How exposed are U.S. banks to European debt? Impossible to know.

Author: Jean-Luc Nouzille, Bristlecone Value Partners LLC

Covestor model: Large Cap Value

Disclosure: Long EOG, PFE, MDT, NRG, AXP, BAC

Is the world financial system on the brink of collapse? This question was recently raised by George Soros, the well-known hedge-fund manager and philanthropist. We don’t know, but there are certainly diverging economic signs in Europe and the U.S. While here at home the recovery seems to be taking hold and employment numbers are slowly improving, in Europe the situation is deteriorating very fast and is reminiscent of our own banking crisis in 2008.
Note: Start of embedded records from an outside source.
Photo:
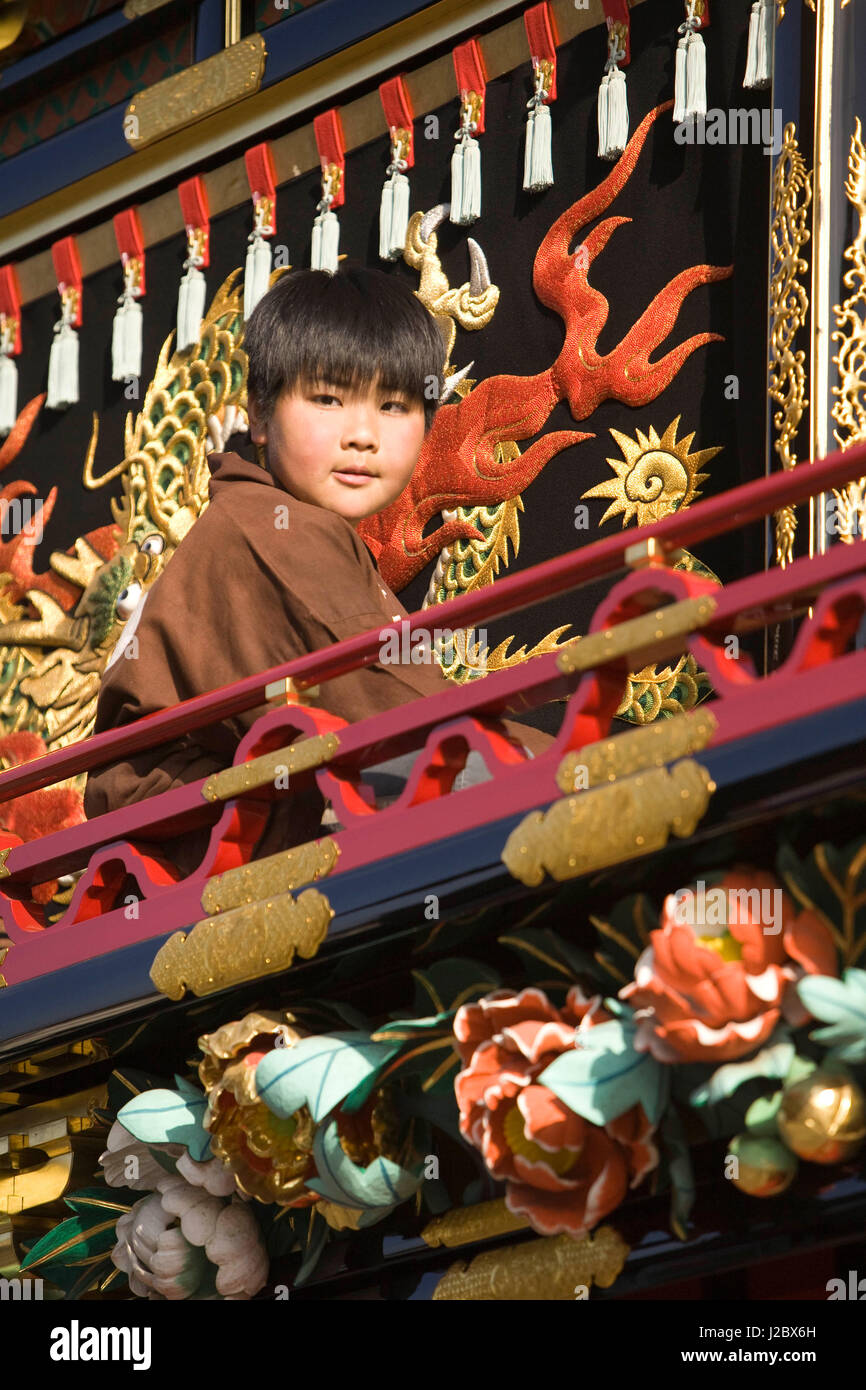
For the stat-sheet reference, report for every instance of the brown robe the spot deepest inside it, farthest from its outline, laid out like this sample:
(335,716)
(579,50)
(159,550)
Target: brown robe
(239,597)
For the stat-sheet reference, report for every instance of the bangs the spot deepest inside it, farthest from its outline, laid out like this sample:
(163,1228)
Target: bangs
(356,330)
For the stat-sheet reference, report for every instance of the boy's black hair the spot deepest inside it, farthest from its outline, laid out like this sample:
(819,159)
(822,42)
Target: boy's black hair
(345,328)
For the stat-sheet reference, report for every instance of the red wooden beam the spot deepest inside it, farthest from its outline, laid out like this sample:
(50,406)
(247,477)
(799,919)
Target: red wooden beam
(713,516)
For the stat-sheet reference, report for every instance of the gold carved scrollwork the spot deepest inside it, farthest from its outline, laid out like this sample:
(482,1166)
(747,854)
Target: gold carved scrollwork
(259,772)
(464,1225)
(540,1269)
(788,310)
(850,410)
(245,944)
(634,752)
(609,824)
(271,876)
(196,92)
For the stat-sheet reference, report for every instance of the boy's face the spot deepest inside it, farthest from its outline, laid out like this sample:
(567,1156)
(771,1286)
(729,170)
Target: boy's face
(349,452)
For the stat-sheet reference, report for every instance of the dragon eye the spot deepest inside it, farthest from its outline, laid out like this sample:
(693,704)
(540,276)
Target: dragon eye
(127,601)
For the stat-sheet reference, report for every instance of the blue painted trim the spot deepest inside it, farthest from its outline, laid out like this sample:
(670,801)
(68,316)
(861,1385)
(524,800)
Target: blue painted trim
(63,47)
(210,28)
(120,980)
(328,27)
(64,159)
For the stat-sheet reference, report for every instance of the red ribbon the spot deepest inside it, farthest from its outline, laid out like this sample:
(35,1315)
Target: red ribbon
(398,113)
(10,300)
(260,175)
(540,27)
(196,213)
(616,11)
(67,267)
(330,143)
(131,245)
(471,75)
(702,11)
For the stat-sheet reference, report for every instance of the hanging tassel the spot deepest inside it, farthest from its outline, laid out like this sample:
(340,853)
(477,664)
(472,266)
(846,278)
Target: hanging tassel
(127,339)
(680,81)
(759,60)
(256,271)
(466,171)
(63,367)
(538,161)
(394,207)
(466,182)
(127,328)
(191,296)
(617,116)
(695,77)
(9,394)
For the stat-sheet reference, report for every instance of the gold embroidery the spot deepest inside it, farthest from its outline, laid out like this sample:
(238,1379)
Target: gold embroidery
(245,944)
(850,410)
(271,876)
(540,1269)
(259,772)
(788,310)
(609,824)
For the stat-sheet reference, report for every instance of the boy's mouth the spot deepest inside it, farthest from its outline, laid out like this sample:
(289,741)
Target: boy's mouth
(353,474)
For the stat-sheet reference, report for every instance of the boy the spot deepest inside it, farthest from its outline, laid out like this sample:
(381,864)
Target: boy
(339,403)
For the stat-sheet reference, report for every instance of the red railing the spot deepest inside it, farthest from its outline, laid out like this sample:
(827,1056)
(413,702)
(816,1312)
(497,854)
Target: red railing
(448,724)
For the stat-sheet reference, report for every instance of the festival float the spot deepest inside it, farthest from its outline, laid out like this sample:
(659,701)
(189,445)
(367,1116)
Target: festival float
(595,1026)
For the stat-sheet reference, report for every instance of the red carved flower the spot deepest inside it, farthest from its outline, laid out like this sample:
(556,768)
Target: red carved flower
(708,991)
(562,1172)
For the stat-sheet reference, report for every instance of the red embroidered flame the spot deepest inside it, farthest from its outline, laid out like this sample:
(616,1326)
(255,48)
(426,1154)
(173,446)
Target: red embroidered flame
(458,464)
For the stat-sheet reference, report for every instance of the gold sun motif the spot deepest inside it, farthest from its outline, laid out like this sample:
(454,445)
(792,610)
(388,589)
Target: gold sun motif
(655,476)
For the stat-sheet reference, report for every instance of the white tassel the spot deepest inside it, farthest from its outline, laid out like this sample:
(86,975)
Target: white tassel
(680,85)
(759,61)
(695,77)
(127,339)
(541,166)
(191,307)
(613,114)
(394,216)
(325,242)
(603,99)
(751,61)
(256,273)
(466,182)
(63,369)
(9,394)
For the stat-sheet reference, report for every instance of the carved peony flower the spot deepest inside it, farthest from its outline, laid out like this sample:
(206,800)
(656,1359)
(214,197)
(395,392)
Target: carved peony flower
(563,1172)
(270,1157)
(713,984)
(189,1237)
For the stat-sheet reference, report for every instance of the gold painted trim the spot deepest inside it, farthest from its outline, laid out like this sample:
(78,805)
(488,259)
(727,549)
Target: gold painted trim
(259,772)
(271,876)
(398,47)
(654,745)
(198,92)
(546,1269)
(823,273)
(637,638)
(245,944)
(609,824)
(464,1225)
(850,410)
(788,313)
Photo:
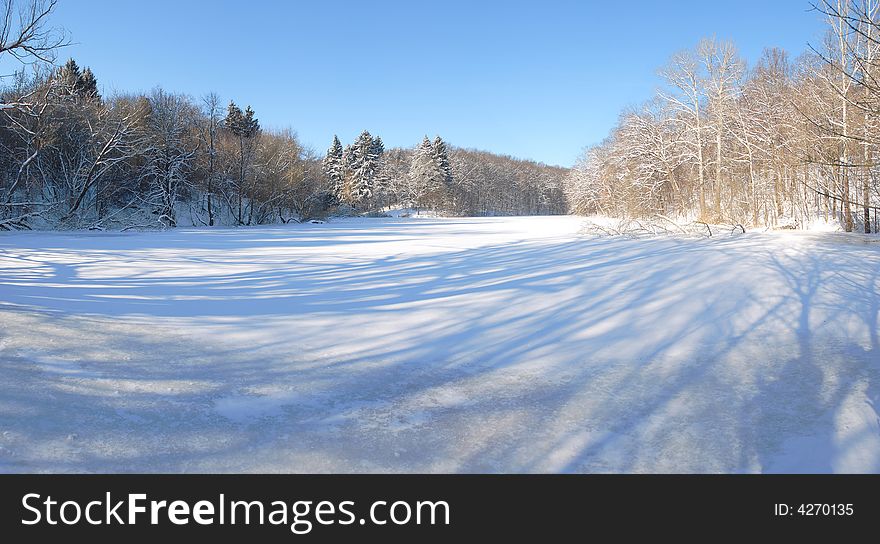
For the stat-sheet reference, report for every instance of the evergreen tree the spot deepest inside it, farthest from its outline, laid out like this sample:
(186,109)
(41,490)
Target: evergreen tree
(334,169)
(363,170)
(87,85)
(76,83)
(245,127)
(443,171)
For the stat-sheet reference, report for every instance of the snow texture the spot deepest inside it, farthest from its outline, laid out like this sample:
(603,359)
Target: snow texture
(438,345)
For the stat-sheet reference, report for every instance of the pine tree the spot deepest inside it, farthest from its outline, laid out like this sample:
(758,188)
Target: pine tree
(443,171)
(334,169)
(87,85)
(245,127)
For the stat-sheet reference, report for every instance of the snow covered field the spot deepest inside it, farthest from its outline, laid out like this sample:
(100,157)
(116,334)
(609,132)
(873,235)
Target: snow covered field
(509,344)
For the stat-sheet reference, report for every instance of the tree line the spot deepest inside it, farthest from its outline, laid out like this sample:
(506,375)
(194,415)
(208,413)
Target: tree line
(72,158)
(781,144)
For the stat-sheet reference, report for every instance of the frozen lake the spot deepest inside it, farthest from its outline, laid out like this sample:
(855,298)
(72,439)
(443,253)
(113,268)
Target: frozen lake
(438,345)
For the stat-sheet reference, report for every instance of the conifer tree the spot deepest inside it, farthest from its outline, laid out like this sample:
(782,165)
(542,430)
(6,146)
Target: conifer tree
(334,169)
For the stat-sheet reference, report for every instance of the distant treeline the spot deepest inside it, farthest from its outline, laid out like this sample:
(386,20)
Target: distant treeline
(72,158)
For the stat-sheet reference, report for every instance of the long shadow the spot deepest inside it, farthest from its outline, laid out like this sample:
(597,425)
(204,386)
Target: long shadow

The S&P 500 was down very slightly in November, but investors continued to experience wild swings throughout the month, indicating that their answer to Soros’ question could change from “yes” to “no” on a daily basis. The Large Cap Value Model portfolio outperformed a little over the same period. As we approach the end of the year, the portfolio remains slightly ahead of the market.

Stocks that contributed positively to our performance in November were EOG Resources (EOG), Pfizer (PFE), and Medtronic (MDT). The top detractors were NRG Energy (NRG), American Express (AXP), and Bank of America (BAC).

During the month, our only trade was to dispose of our long-held investment in JP Morgan (JPM). JP Morgan is a bank that weathered the banking crisis here in the U.S. better than most, thanks to a greater emphasis on conservative underwriting for residential loans during the boom times. Management was also very shrewd and opportunistic in the acquisitions of Bear Stearns and Washington Mutual. However, we feel that developments in Europe have the potential to impair JP Morgan’s value more than that of our other bank portfolio holdings (Wells Fargo and Bank of America).

As we highlighted in a recent commentary, the European sovereign debt crisis creates a new set of issues for U.S. banks, particularly for those that are very active overseas and in derivative markets. Our concerns stem from the fact that public disclosures about banks’ sovereign debt exposures are useless in order to ascertain the level of risk with a reasonable degree of confidence. Derivative hedges used to lower the gross exposure are only as reliable as the creditworthiness of the bank’s counterparties, and the ability to enforce the language embedded in the contract. Worryingly, some ideas recently floated by European officials raised doubts about the effectiveness of credit default swaps, a popular derivative instrument used in protecting against such default.

The history of financial crises around the world teaches us that creditors never come out unscathed. JP Morgan shares have been a rewarding investment throughout our ownership, providing us with positive returns in excess of the market. We felt, however, that with the deepening crisis across the Atlantic, the opacity of the bank’s real exposure to the European situation was a risk that we were no longer willing to take.